[Editor's note: This story was updated at 3:21 p.m. CT May 14.]
Energy XXI Gulf Coast Inc. (NASDAQ: EGC) said May 10 it agreed to sell its noncore asset portfolio located in the Gulf of Mexico (GoM) as part of a new partnership with Orinoco Natural Resources LLC.
The proposed sale will clear about $320 million of Energy XXI's P&A obligations and also give the Houston-based E&P much needed capital to develop its remaining assets. In exchange, Orinoco, a Houston-based natural resources firm owned by billionaires Tom and Ana Clarke, will receive a 35% equity ownership position in Energy XXI.
The deal, which BMO Capital Markets estimates to be worth more than $125 million, isn't Orinoco's first acquisition of GoM assets with retirement obligations.
The firm also purchased PetroQuest Energy Inc.’s GoM operations in January through its subsidiary Northstar Offshore Ventures LLC. PetroQuest’s assets included about $35.4 million of future, undiscounted abandonment liabilities.
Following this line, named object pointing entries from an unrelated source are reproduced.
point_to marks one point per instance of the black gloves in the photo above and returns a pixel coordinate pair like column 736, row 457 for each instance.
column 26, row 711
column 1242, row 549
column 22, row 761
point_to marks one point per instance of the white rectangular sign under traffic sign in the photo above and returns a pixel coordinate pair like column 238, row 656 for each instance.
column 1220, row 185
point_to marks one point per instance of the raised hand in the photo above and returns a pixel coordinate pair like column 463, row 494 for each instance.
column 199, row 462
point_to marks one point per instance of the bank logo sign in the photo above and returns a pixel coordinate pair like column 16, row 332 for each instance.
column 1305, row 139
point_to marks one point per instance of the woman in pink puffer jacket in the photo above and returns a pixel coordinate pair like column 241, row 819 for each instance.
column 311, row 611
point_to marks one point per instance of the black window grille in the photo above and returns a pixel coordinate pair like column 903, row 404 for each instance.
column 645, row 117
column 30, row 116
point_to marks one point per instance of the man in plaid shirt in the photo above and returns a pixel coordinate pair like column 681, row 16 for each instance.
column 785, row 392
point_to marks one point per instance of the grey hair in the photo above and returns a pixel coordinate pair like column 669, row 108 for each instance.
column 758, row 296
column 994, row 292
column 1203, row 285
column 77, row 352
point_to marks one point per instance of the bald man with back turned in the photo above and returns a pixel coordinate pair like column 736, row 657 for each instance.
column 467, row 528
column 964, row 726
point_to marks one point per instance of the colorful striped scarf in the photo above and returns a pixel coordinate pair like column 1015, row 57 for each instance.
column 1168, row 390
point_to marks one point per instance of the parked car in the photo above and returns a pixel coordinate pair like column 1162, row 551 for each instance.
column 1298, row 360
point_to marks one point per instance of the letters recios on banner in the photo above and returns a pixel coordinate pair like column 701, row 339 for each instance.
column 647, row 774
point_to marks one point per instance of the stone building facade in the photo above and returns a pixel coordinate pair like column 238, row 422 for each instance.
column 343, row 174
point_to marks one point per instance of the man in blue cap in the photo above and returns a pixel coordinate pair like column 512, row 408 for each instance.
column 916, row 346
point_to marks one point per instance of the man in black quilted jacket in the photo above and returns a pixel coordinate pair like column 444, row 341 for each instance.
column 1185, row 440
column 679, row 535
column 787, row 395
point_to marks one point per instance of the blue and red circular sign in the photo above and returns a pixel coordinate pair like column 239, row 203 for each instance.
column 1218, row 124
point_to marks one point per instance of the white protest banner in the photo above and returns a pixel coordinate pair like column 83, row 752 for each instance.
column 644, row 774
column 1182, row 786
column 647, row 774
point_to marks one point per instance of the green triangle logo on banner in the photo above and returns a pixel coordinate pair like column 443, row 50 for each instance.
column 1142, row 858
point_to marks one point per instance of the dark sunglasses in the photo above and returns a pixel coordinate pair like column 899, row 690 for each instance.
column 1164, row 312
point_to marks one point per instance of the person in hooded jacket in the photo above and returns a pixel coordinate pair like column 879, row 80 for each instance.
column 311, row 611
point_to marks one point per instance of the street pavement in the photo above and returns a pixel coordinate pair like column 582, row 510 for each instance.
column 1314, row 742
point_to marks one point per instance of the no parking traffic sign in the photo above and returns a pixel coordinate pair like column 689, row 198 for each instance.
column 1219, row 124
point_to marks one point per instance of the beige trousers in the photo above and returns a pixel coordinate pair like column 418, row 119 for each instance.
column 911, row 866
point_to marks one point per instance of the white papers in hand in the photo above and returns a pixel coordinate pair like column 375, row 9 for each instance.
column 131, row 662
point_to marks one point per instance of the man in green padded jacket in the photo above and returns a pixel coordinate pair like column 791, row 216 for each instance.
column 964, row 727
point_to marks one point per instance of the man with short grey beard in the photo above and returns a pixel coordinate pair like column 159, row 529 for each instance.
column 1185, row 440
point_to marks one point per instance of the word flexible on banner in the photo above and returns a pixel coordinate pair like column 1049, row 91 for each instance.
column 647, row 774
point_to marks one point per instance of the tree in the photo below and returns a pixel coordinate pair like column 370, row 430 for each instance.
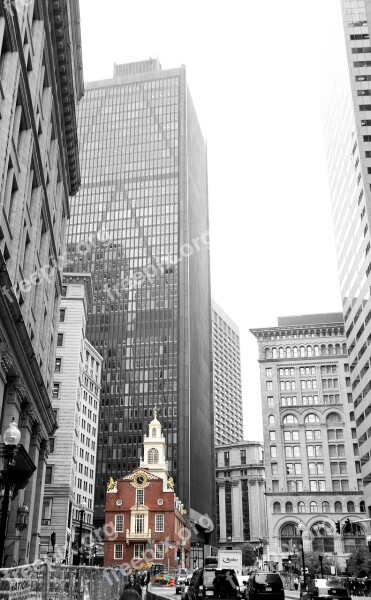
column 248, row 555
column 360, row 562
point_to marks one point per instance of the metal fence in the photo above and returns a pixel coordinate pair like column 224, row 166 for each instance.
column 48, row 581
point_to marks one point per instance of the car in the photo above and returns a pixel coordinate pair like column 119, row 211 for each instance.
column 185, row 585
column 179, row 583
column 213, row 583
column 265, row 586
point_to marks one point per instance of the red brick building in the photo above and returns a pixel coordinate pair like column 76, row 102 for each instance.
column 145, row 521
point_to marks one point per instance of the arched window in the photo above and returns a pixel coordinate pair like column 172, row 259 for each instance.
column 289, row 420
column 290, row 537
column 153, row 456
column 323, row 538
column 333, row 418
column 311, row 418
column 354, row 539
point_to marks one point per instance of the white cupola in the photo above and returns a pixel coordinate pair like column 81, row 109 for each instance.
column 154, row 448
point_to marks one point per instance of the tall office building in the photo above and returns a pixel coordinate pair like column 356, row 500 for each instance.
column 40, row 82
column 313, row 468
column 228, row 423
column 70, row 474
column 140, row 226
column 347, row 126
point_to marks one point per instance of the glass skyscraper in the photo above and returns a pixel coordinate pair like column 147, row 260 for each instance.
column 140, row 226
column 347, row 125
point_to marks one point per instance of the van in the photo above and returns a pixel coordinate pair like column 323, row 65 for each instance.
column 213, row 583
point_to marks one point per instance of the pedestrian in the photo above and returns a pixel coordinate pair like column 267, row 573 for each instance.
column 132, row 589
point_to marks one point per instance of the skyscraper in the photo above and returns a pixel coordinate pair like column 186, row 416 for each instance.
column 140, row 225
column 311, row 450
column 226, row 378
column 347, row 126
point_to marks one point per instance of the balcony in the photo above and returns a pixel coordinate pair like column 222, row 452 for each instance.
column 143, row 536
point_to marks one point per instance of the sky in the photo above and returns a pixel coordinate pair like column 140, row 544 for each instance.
column 253, row 72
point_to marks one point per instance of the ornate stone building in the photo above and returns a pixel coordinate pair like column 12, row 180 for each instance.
column 313, row 467
column 240, row 487
column 40, row 82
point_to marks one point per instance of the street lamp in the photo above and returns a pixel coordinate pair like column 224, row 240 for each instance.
column 82, row 510
column 301, row 529
column 11, row 438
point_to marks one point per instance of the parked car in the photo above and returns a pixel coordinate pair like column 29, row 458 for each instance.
column 213, row 583
column 179, row 583
column 265, row 586
column 184, row 589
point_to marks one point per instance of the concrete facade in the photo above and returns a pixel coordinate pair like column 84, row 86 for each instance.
column 73, row 449
column 313, row 466
column 228, row 420
column 240, row 488
column 347, row 129
column 40, row 84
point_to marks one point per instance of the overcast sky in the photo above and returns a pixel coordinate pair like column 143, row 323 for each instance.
column 252, row 69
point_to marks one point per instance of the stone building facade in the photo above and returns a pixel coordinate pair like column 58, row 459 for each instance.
column 70, row 480
column 240, row 488
column 313, row 467
column 145, row 521
column 40, row 82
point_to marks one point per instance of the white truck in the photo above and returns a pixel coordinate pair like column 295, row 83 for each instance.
column 230, row 559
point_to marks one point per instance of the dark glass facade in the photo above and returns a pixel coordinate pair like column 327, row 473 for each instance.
column 140, row 226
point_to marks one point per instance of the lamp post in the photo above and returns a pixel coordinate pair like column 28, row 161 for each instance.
column 11, row 438
column 301, row 529
column 82, row 512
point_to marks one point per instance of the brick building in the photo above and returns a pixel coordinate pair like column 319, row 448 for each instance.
column 145, row 521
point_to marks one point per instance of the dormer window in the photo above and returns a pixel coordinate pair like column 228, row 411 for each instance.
column 153, row 456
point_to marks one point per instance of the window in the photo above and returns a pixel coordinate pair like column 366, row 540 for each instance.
column 48, row 475
column 159, row 523
column 138, row 550
column 139, row 523
column 119, row 523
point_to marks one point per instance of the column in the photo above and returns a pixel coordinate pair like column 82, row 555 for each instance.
column 222, row 520
column 237, row 520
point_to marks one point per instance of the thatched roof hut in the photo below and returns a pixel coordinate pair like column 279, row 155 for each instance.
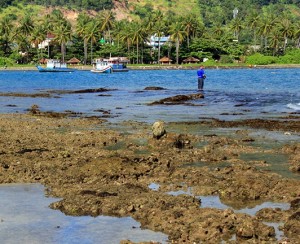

“We have considerable experience helping natural resource companies shed and decommission noncore assets and believe that we have found a compelling, complementary partner in EGC (Energy XXI),” Tom Clarke said in a statement.
The Clarkes also control the Virginia Conservation Legacy Fund, which seeks to conserve natural resources and address climate change in part by finding economic futures for people and communities that depend on mining.
“With this transaction, EGC can focus on its core business, and we can ensure that the assets are retired in a safe and environmentally sound manner,” Tom Clarke said.
Energy XXI emerged from Chapter 11 bankruptcy in late 2016. Since then, the company retained Morgan Stanley & Co. LLC in March 2017 to assist with an evaluation and implementation of a strategic plan.
“Through extensive evaluation of our portfolio over the last year, we identified several critical factors that could materially enhance the sustainability and valuation of EGC’s portfolio,” Brooks said in a statement. “We believe that this proposed transaction addresses many of these factors, including a significant reduction of EGC’s asset retirement obligations, meaningful reductions to operating costs, and a renewed operational focus on our most productive assets, which generate the majority of our cash flow and value.”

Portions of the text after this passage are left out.